Document Parsing & Extraction

WIP nlp-llms data-extraction docling document-parsing langextract llm nlp rag 2 min read

Libraries for parsing documents and extracting structured data (Docling, LangExtract) for RAG pipelines

Overview

High-quality RAG relies heavily on good data ingestion. Extracting clean text, tables, and images from dense formats (like PDFs) requires specialized tooling, and converting unstructured text into highly structured schemas requires precise LLM extraction.

Document Parsers & Vision OCR Models

Chandra

Chandra by Datalab is an open-source, highly accurate Vision OCR model specifically fine-tuned to handle complex document parsing.

Capabilities: It excels at converting raw images and PDFs into structured HTML, Markdown, or JSON while explicitly preserving complex layout information, reading tables, forms, and even handwriting perfectly.

OlmOCR-2

OlmOCR-2 by Allen AI is an open-source Vision Language Model (VLM) fine-tuned on top of Qwen2.5-VL-7B.

Capabilities: Designed for high-throughput conversion of academic papers, PDFs, and digitized print documents into plain text while strictly preserving the natural reading order (which classic OCR constantly breaks). It fully supports mathematical equations, tables, and handwriting extraction.

Dolphin

Dolphin is a highly efficient, multimodal document image parsing model by ByteDance.

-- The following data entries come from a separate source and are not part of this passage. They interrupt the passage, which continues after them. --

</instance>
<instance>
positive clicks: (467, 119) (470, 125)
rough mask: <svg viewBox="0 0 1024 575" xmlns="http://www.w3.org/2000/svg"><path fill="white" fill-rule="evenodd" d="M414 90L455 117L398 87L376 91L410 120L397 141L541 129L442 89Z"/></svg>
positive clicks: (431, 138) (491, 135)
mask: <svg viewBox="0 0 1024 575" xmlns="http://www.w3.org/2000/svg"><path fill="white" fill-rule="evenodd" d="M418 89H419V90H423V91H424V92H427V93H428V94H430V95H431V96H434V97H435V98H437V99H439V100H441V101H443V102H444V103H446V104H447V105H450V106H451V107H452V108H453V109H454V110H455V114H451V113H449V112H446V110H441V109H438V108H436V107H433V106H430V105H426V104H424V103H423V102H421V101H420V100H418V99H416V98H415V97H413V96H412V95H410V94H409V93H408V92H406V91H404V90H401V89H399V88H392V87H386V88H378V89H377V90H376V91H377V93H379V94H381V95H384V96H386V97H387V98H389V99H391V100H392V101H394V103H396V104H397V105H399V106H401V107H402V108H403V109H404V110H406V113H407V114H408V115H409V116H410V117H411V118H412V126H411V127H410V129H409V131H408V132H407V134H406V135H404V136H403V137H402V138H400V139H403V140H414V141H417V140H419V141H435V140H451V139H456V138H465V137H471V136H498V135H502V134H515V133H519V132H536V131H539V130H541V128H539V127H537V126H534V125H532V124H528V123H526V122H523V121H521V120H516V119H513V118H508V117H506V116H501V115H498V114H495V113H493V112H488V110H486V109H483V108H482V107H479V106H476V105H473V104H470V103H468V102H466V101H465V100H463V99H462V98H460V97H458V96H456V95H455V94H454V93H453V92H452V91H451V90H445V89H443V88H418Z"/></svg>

Architecture: It utilizes “Heterogeneous Anchor Prompting” within a two-stage execution architecture. Stage 1 classifies the document type and analyzes the layout (generating element bounding boxes in natural reading order). Stage 2 processes the content.
Efficiency: Despite having a tiny parameter footprint (~322M parameters), it processes digital-born and photographed documents (formulas, tables, dense paragraphs) directly into Markdown/JSON with speeds and accuracy rivaling massive VLMs, running easily on a 16GB consumer GPU.

Docling

Docling is an advanced tool that parses various document formats (PDFs, Word, PPT) into clean markdown or structured JSON. It handles complex layouts, tables, and OCR.

TODO: Add Docling usage examples and comparison with other parsers (e.g., Unstructured, LlamaParse).

Structured Extraction

LangExtract

LangExtract is a Python library by Google that uses LLMs (like Gemini or GPT) to extract structured, trustworthy information from unstructured text documents (like clinical notes or raw reports).

Precise Source Grounding: Not only does it extract data based on user-defined schemas/instructions, but it provides precise source mapping (locating exactly where in the original text the data came from).
Few-Shot Prompting: Uses provided examples to fine-tune the extraction based on the chosen LLM backend.

TODO: Add LangExtract schema examples.